Data Modification Tracking

ProvSQL can track the provenance of data-modification operations – INSERT, UPDATE, and DELETE – when run on provenance-enabled tables [Bourhis et al., 2020].

Note

Data modification tracking requires PostgreSQL ≥ 14.

Enabling Update Provenance

Update-provenance tracking is disabled by default. Enable it for a session:

SET provsql.update_provenance = on;

Or permanently in postgresql.conf:

provsql.update_provenance = on

INSERT

When update_provenance is enabled, inserting a row into a provenance-enabled table creates a new input gate for that row, just as if the row had been present when provenance was enabled on the table:

INSERT INTO employees(name, dept)
VALUES ('Alice', 'R&D');

-- The new row already has a provenance token
SELECT name, provenance() FROM employees WHERE name = 'Alice';

DELETE

Deleting a row does not remove it from the table, but the provenance is changed to mark the deletion, allowing hypothetical reasoning. The update_undo mechanism (see below) relies on this.

DELETE FROM employees WHERE name = 'Alice';

UPDATE

An UPDATE is modelled as a DELETE followed by an INSERT. The new row gets a fresh provenance token; the old token continues to exist in the circuit.

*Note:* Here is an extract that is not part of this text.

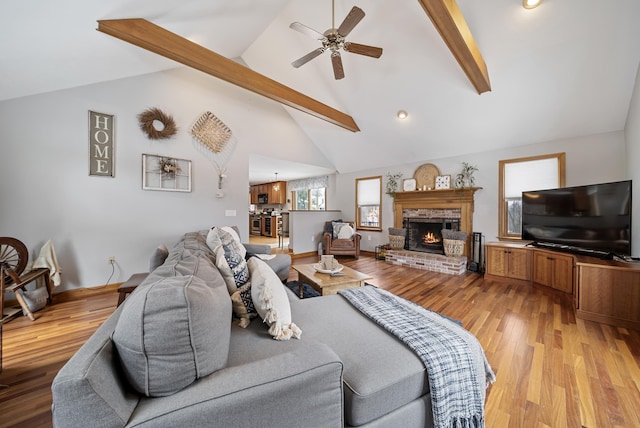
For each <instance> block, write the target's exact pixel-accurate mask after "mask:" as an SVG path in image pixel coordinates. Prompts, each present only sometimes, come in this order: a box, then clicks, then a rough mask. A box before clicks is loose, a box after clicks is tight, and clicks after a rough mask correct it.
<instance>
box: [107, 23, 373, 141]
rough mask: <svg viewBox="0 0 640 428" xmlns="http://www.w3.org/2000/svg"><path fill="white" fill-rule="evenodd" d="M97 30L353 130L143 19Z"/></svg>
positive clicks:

UPDATE employees SET dept = 'Sales' WHERE name = 'Bob';

Undoing Updates

ProvSQL provides an undo function that rolls back the provenance effects of a specific logged modification. Every provenance-enabled DML statement is recorded in the update_provenance table; pass its provsql token to undo to reverse its effect:

CREATE TABLE t(id INT PRIMARY KEY);
SELECT add_provenance('t');

INSERT INTO t VALUES (1), (2), (3);
DELETE FROM t WHERE id = 3;

-- Row 3 is gone; undo the DELETE to restore it
SELECT undo(provsql)
FROM update_provenance
WHERE query = 'DELETE FROM t WHERE id = 3;';

Limitations

Update tracking is still experimental, both in terms of operation support and of performance.